Targeting sigma receptors: novel medication development for drug abuse and addiction

Pages 351-358 | Published online: 10 Jan 2014
 

Abstract

Psychostimulant abuse is a serious health and societal problem in industrialized and developing countries. However, the identification of an effective pharmacotherapy to treat it has remained elusive. It has long been known that many psychostimulant drugs, including cocaine and methamphetamine, interact with sigma receptors in the brain and heart, offering a logical target for medication development efforts. However, selective pharmacological agents and molecular biological tools have only recently become available to rigorously evaluate these receptors as viable medication development targets. The current review will summarize provocative preclinical data, demonstrating the ability of sigma receptor antagonists and antisense oligonucleotides to ameliorate cocaine-induced convulsions, lethality, locomotor activity and sensitization, and conditioned place-preference in rodents. Recent studies suggest that the protective effects of sigma receptor antagonists also extend to actions produced by methamphetamine, 3,4-methylenedioxymethamphetamine, ethanol and other abused substances. Together, the data indicate that targeting sigma receptors, particularly the σ1-subtype, may offer an innovative approach for combating the effects of cocaine, and perhaps other abused substances.

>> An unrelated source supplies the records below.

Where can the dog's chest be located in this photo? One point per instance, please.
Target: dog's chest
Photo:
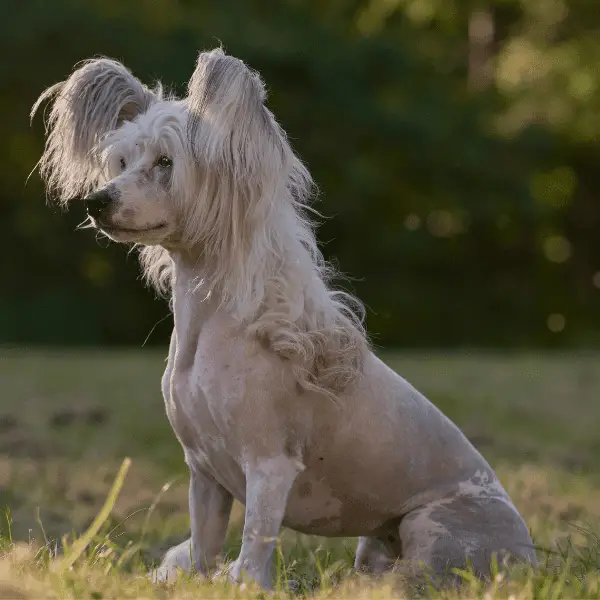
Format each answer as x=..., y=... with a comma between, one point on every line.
x=203, y=427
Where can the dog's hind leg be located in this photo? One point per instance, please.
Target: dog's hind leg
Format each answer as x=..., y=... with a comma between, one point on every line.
x=377, y=554
x=463, y=532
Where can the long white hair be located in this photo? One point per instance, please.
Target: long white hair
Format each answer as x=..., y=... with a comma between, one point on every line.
x=242, y=197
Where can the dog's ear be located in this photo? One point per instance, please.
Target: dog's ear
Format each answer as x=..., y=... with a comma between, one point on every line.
x=93, y=101
x=230, y=127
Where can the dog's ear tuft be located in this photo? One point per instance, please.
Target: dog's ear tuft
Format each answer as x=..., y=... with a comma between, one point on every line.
x=93, y=101
x=229, y=122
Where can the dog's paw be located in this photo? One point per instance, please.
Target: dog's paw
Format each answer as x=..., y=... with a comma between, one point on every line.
x=177, y=560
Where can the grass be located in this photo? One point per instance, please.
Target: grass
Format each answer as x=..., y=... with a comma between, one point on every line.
x=68, y=419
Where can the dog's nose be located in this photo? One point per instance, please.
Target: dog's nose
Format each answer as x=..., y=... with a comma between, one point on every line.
x=97, y=202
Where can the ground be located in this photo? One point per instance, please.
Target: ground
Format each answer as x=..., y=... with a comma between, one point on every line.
x=68, y=419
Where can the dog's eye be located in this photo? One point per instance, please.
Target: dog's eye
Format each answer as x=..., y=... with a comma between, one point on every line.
x=165, y=162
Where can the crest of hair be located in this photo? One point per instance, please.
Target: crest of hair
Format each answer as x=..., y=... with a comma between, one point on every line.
x=98, y=96
x=247, y=208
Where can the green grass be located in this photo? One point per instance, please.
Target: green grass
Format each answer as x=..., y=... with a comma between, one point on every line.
x=68, y=419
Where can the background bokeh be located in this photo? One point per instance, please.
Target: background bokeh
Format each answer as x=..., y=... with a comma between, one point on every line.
x=455, y=145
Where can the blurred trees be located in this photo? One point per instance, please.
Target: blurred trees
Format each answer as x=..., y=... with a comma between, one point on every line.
x=454, y=143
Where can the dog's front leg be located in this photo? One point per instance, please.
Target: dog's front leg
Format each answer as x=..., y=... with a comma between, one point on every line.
x=210, y=507
x=268, y=483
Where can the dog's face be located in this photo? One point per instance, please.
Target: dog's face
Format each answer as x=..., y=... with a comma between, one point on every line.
x=142, y=160
x=205, y=172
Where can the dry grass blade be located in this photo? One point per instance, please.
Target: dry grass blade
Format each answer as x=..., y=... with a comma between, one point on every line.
x=81, y=543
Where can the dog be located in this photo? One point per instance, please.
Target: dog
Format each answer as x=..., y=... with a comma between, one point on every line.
x=271, y=387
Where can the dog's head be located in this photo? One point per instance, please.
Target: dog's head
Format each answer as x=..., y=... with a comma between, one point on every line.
x=157, y=170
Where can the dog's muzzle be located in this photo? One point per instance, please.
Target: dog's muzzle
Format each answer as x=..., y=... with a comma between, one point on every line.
x=97, y=203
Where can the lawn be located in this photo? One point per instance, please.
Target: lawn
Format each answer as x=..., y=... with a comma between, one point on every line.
x=68, y=419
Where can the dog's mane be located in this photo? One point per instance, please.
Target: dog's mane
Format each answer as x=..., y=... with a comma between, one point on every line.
x=244, y=200
x=292, y=305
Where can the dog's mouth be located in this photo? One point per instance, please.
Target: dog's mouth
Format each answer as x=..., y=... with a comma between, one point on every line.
x=113, y=229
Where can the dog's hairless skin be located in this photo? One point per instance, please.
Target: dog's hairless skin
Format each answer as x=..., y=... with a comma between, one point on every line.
x=282, y=406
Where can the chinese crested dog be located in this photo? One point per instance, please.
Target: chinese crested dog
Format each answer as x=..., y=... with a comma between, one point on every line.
x=271, y=386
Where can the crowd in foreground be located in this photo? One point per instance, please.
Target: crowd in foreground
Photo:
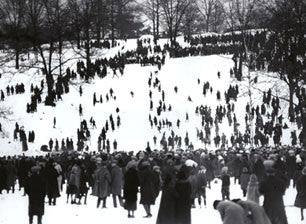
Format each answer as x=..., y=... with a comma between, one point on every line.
x=181, y=177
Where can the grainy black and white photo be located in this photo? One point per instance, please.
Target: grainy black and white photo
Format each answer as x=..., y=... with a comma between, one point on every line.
x=152, y=111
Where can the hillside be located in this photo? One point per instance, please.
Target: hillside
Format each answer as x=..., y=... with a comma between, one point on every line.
x=131, y=91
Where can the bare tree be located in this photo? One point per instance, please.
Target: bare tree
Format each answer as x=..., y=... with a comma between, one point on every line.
x=173, y=12
x=206, y=8
x=152, y=10
x=12, y=12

Financial & competing interest disclosure

Some of the work described herein was supported by NIH grants DA017756, DA011979, DA013978 and DA023205 from the National Institute on Drug Abuse. US patent application number 60/956,249 and international patent application number PCT/US08/73478 have been filed in relation to some of the work described herein. The author has no other relevant affiliations or financial involvement with any organization or entity with a financial interest in or financial conflict with the subject matter or materials discussed in the manuscript apart from those disclosed.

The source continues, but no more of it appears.